For those at the receiving end of our interrogations, our prods, our palpations, our auscultations – they undergo these without knowing, with compliance, with blind trust. Often without knowing the outcome, emerging uncertain and waiting. They trust us to know, and to know what is best for them.

Sometimes, knowing changes everything. We know what to do. They know what to expect. They know what to do.
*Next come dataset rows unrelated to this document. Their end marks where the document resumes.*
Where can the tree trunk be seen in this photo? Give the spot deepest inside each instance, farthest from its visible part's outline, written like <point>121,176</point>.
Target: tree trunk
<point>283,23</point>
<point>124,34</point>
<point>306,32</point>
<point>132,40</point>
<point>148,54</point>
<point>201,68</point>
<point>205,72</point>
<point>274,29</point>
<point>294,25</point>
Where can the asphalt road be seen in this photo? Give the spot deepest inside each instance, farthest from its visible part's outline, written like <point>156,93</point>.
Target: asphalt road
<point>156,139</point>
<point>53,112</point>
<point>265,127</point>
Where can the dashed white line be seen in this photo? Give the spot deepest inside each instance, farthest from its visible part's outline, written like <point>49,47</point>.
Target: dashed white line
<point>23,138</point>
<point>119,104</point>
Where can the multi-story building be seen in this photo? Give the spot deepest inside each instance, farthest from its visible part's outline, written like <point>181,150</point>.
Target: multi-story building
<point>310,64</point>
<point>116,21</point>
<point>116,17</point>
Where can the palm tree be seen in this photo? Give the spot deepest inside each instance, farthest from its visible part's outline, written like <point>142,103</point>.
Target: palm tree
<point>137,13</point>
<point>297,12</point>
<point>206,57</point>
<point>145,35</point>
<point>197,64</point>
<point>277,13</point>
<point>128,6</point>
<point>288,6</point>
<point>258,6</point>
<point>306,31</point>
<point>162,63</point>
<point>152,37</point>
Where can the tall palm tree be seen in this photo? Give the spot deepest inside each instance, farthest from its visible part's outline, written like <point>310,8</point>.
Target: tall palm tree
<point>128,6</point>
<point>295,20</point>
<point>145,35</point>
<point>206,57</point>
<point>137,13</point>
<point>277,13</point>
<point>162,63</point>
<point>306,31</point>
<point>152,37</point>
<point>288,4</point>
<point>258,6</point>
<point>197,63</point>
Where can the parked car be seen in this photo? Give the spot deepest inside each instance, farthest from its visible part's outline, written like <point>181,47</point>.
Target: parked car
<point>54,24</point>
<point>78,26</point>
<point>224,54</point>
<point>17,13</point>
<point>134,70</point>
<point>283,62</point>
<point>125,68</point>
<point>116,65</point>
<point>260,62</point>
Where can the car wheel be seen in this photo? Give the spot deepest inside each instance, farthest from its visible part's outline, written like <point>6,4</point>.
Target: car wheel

This pushes us to ask, to seek, to test, to scan, to biopsy, to re-scan, to re-test, to find the answers, without end.

The universe knows better than to give mortals this book of answers; and yet we are tantalised by the possibility of omniscience; by the power that comes with knowing. It is bold of us to assume we know, and that we know best.

Because we do not know what is best. Let alone know what is.

We are grounded by dissonance between the biochemical results and the presentations, the holes in research and the management plans being drafted. We are bound by the preconceived, traditional notions of how things should be, and thinking we know because our predecessors seemed to know, and that is enough, right?

When you next chase the tails of knowledge, have a look at the creature whose tails you are chasing. What would you like to know? Its tails? Or itself? Or the reason for your chase?

When you next walk the roads of answers, ponder where the paths lead, and who forged these beaten tracks before yourself? Where are you headed? Why are you walking? Or running? Or running away?

When you next mine the gems of truth, consider the weight of the tools in your hands, the darkness that surrounds you, and the bright shimmers beneath. What are you looking for? What will these gems become when they are unearthed?

Find comfort in not only knowing, but also the process of doing so, and in understanding how we come to know that we want to know. 

And find solace in not knowing, for we are beautifully human when we have the courage to continue, to strive, to believe, despite not knowing.

“I don’t know.”

“That’s okay. Thank you for your honesty. I can’t expect you to know everything – you’re only human after all!”